08/11/2021, 18:37:19

    The Elf writes:

    Got to thinking about my personal favorite early RPG series and how similar yet different they were. The three are of course, Jon van Canegham's Might & Magic series, Richard Garriot's Ultima series, and D. W. Bradley's continuation of the old Wizardry series. (For those of you who weren't into computer games in the earliest days, the Wizardry series began with extremely primitive games with extremely primitive graphics. I don't remember who designed them, but the first one had nothing but blobs and line drawings for graphics. It featured a black background, with rectangular white lines representing dungeons. No lines appeared until you had moved a space or two, when areas you had "explored" began to appear.
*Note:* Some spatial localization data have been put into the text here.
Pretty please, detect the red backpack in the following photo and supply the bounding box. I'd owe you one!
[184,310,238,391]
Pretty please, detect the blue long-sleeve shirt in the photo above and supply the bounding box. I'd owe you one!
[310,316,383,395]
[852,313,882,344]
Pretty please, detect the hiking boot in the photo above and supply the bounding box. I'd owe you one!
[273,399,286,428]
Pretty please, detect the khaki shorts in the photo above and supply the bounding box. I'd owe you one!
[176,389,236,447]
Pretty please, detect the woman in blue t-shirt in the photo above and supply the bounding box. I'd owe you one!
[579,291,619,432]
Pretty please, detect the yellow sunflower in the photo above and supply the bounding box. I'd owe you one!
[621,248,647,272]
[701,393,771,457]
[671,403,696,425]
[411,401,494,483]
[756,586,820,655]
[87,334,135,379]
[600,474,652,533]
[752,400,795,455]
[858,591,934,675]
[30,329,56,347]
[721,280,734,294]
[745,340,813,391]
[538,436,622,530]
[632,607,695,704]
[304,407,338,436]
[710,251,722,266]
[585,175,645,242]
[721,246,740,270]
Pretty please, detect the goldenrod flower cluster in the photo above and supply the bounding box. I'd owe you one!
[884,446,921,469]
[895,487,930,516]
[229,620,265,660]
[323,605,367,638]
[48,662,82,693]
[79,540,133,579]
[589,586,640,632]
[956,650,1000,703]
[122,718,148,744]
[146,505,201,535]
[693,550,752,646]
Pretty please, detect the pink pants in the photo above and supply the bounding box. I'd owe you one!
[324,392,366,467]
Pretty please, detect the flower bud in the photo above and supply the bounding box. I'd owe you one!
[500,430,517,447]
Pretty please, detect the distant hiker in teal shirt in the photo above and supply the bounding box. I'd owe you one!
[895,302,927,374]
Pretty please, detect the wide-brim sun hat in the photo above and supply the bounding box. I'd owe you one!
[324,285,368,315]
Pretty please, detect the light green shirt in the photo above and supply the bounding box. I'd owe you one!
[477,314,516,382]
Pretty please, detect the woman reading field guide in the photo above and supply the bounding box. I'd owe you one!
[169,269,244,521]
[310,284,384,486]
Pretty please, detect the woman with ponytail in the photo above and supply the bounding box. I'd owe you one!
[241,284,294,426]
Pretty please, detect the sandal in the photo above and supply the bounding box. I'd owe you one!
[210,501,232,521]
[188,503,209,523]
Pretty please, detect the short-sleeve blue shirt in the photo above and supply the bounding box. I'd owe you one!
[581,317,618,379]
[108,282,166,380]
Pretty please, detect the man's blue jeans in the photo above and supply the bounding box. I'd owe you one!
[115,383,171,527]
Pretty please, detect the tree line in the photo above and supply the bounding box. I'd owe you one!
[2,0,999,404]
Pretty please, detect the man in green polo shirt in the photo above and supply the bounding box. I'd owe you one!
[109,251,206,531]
I think there may have been some cyan and magenta lines, but I can't swear to it. Worse yet, you couldn't play the second game in the series unless you continued with the characters you created in game one. It died with the third game.) After a few years, D. W. Bradley revived the series in full color with "three dimensional" graphics.

    Meanwhile, Richard Garriot was busy with Lord British and the Ultima series. Garriot probably qualifies as the first CRPG designer. His father was quite literally a rocket scientist in Austin, Texas, while his mother held a doctorate in something or other. Richard was in a rather progressive high school, which allowed him and some buddies to study computer programming and designing as a science project. He got an "A" for his project, a little RPG called Aklabeth. (Richard was a big fan of the Society for Creative Anachronism, and named the characters after himself and some friends who were also members, thus "Lord British," "Iolo", etc.) The game wasn't commercialized until many years later, when it was included in an Ultima album of games.

    Of course, we all know about JVC's Might and Magic. It was actually based on the original King's Bounty, the prototype for Heroes of Might and Magic.

    Funny thing, though: all three series had one thing in common: a medieval, Tolkien-esque land with fantasy characters and creatures wielding swords, bows, axes, and the like. Yet all three had been visited many years before by humans (or humanoids) in spacecraft. What triggered it? We'd long since flown to the moon, and people were no longer gaga about all things NASA.

    So: who started it? Who was first to have aliens in spacecraft? Whatever, I loved all three series.

    P. S. And who first had houses the hero could buy or build? I remember Being able to buy an abandoned castle in either MM1 or 2, but I don't remember the Elder Scrolls having them until Morrowind. I don't remember them in Arena, at all. Nor in Bane of the Cosmic Forge.